Methods: Online individual in-depth semi-structured interviews were conducted with social work faculty (n=13) and community stakeholders (n=10) from multiple cities in the U.S. with experience in PAR/CBPR. Interviews elicited participants’ understandings, experiences, and recommendations to redress power and oppression within PAR/CBPR. Drawing from decolonial, critical race theory, and intersectionality, data was analyzed using thematic and situational analytic approaches to explore how interviewees conceptualized power and patterns of factors reinforcing or shifting power imbalances within the PAR/CBPR partnerships. Iterative readings of the data were performed by the research team followed by the development and application of a codebook. Emerging themes were identified and relationships between each theme were further examined. Situational analysis was performed through the use of mapping, memoing, and theoretical coding.
Findings: Using the river parable, findings revealed two major overarching themes in PAR/CBPR: 1) downstream approaches that reinforce hierarchies of dominance, oppression, and epistemicide; and 2) upstream approaches that promote embodiment of sentipensante praxis that disrupts epistemicide through the enactment of counterspaces and counternarratives of refusal, resistance, and self-determination. Key downstream practices that maintained colonial knowledge production processes to maximize capitalism and perpetuate normative whiteness, othering, and disembodiment included production, extraction, gatekeeping, manipulation, limited transparency, and racism. Conversely, upstream practices that sought to dismantle epistemicide included humanizing and redefining relationships, engaging in brave dialogical and vulnerable conversations, and embodiment of reflective, ethical, and accountable collaborations.
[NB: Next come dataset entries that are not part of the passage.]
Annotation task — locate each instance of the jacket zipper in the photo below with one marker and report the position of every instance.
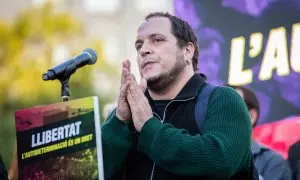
(162, 121)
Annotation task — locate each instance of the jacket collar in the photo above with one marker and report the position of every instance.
(190, 89)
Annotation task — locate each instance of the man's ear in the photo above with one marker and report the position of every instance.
(253, 115)
(189, 51)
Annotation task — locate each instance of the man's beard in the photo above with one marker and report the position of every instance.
(161, 82)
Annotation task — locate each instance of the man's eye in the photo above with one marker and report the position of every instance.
(157, 40)
(138, 46)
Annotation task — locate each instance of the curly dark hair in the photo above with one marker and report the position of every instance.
(182, 31)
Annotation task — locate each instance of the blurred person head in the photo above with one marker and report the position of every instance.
(167, 49)
(108, 108)
(251, 101)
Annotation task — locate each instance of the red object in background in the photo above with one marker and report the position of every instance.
(279, 135)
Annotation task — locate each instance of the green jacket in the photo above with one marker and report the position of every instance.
(219, 152)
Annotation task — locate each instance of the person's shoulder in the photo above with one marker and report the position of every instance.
(271, 156)
(227, 96)
(222, 92)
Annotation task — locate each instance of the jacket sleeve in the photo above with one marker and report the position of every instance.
(222, 149)
(116, 142)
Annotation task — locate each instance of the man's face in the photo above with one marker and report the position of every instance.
(159, 58)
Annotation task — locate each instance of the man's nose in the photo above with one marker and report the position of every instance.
(145, 50)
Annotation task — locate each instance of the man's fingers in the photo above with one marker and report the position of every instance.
(123, 90)
(124, 76)
(143, 85)
(126, 64)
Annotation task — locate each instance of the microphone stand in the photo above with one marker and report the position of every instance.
(64, 80)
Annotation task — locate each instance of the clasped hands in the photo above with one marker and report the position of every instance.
(132, 103)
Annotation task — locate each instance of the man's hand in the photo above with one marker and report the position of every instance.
(139, 105)
(123, 110)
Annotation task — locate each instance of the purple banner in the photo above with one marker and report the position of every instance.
(255, 43)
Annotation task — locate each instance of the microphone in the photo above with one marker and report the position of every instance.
(88, 56)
Conclusion and Implications: Findings illustrate multiple positioned actors’ diverging and converging understandings of PAR/CBPR and the ways it can potentially support or hinder the pursuit of equity and justice. In addition to confirming existing literature suggesting researchers to engage in critical reflection and action to increase awareness of social locations of power, findings suggest the integration heart-centered ethical relational commitments among all implicated actors to shift the gaze, unearth, and challenge uncontested discourses and contradictions in PAR/CBPR to achieve individual and structural transformation.